As sources of plastic waste for the simulations, they modified the latest estimates of plastic-fragments emission in rivers by either the gross domestic product of a country dating back to 1961 or estimations of mishandled plastic waste generation after 2010. The researchers also incorporated an ocean-based component from the international fisheries sector, which is believed to generate 20% of plastic emissions in rivers.
Their outcomes project that large plastics and smaller fragments (microplastics) floating on the surface of the ocean each are responsible for only around 3% of all marine plastics. While a similar volume of microplastics — plastic fragments under 5 mm in size — was projected to be present on beaches, 23% of the marine plastic waste was larger plastic garbage on the world’s coastlines.
Nevertheless, the simulations indicate that the other two-thirds of marine plastic may be in areas that make it difficult to track. More than half of this is heavy plastics that sunk to the seafloor as they are denser than seawater.
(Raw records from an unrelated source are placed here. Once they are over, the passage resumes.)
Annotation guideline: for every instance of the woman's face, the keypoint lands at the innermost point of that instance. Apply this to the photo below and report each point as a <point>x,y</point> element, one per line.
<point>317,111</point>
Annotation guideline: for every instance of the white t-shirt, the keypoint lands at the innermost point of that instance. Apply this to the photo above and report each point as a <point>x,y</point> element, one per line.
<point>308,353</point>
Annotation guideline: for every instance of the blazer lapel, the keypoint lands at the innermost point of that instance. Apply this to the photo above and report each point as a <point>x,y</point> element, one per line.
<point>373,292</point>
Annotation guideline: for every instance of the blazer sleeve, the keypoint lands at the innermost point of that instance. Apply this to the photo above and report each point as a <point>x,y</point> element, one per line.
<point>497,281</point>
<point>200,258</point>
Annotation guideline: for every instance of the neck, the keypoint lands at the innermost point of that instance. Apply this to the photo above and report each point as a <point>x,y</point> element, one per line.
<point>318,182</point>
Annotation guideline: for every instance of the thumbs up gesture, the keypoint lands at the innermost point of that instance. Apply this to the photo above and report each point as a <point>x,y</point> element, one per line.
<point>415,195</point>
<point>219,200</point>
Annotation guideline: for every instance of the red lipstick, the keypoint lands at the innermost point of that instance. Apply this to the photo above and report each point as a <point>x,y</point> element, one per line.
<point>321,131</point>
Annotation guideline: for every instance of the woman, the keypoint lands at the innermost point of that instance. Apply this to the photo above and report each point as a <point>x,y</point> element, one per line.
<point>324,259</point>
Currently, half of the plastic items are composed of these heavy plastics, which include polyvinyl chloride (PVC) and polyethylene terephthalate (PET).
The rest are old microplastics discharged decades earlier that have since been shifted from the beaches and ocean surface and stored in the seabed and in other areas of the world’s oceans.
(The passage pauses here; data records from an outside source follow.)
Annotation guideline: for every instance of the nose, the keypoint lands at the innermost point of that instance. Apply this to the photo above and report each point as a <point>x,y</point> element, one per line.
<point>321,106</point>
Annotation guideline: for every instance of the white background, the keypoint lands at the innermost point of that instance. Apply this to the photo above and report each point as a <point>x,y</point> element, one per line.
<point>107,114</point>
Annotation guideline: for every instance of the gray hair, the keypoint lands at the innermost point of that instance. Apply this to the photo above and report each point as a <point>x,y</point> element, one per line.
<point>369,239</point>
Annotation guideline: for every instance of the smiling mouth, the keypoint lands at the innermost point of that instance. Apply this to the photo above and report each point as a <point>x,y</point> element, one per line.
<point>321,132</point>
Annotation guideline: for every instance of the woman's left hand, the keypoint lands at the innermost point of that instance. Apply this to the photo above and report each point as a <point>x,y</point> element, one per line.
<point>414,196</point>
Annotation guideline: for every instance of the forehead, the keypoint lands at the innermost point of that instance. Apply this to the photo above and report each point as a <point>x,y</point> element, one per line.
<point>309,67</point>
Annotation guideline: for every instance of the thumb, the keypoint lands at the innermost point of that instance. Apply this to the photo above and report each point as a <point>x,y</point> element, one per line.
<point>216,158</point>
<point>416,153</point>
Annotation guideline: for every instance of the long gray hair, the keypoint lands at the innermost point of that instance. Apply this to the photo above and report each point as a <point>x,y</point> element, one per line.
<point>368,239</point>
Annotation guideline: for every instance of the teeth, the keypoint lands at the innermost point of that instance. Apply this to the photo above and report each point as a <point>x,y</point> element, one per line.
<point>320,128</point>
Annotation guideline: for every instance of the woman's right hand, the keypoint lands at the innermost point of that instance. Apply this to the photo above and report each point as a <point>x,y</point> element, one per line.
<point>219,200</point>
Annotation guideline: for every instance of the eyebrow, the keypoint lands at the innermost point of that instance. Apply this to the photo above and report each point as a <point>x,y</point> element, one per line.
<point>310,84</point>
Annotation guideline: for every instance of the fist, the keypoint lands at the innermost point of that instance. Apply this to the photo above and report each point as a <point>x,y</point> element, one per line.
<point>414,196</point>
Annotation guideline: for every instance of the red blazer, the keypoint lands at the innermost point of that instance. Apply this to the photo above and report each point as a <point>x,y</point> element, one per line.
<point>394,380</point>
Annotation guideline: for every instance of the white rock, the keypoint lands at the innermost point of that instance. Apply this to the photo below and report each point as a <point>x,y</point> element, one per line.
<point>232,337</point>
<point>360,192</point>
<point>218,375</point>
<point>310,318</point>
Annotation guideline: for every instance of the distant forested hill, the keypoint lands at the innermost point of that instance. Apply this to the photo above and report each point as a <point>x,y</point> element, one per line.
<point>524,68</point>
However, compared to marine plastics, the amount of mishandled plastic waste on land that could eventually enter the ocean and the ecosystems in the future may be 20 times bigger.
The scientists reached their figure for total mishandled plastic waste — which is one-tenth of the 5.7 billion metric tons of plastics manufactured so far — by integrating their estimates for the annual emission of plastic waste into the seas with the latest estimates for the total amount of plastic waste that was not incinerated, recycled or otherwise appropriately contained.
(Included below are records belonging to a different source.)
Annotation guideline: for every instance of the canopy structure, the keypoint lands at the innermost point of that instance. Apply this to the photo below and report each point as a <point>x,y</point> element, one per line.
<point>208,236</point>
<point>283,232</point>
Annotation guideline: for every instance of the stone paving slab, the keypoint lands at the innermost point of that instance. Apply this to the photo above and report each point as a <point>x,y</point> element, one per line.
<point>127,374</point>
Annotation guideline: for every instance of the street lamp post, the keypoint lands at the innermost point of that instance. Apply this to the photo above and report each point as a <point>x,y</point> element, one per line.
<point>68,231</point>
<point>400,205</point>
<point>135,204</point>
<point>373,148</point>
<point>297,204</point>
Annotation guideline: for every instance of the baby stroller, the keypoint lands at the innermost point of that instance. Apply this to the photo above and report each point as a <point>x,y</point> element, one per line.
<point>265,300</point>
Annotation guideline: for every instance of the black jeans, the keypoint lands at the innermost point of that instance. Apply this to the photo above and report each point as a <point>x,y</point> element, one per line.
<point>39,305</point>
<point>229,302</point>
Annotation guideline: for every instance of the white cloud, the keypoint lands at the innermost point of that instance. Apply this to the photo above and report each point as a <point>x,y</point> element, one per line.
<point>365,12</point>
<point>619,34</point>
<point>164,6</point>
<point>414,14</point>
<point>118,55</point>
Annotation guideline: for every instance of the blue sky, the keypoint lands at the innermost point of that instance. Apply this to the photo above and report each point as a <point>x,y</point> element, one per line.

Being innately indecomposable, this half a billion metric tons of mishandled plastics will most probably last longer than humans on Earth.
We were able to estimate the budget of ocean plastics, but they are only the tip of plastic-waste iceberg on Earth.
Atsuhiko Isobe, Study Lead and Professor, Research Institute for Applied Mechanics, Kyushu University
His subsequent task is to measure the locations of the approximately half a billion metric tons of mishandled plastics stuck on land.
That’s going to be a Herculean task. Few advancements have been made so far in the field of ‘terrestrial plastics’ due to the lack of observation methods.
Atsuhiko Isobe, Study Lead and Professor, Research Institute for Applied Mechanics, Kyushu University
Undismayed, Isobe recently introduced a citizen science program using artificial intelligence (AI) and crowdsourced photos to measure the mass of plastic waste dumped on beaches and in cities. Simultaneously, he is continuing to track and enhance people’s insight into what is taking place with the plastics that enter the oceans.
Journal Reference:
Isobe. A & Iwasaki. S., (2022) The fate of missing ocean plastics: Are they just a marine environmental problem?. Science of The Total Environment. doi.org/10.1016/j.scitotenv.2022.153935.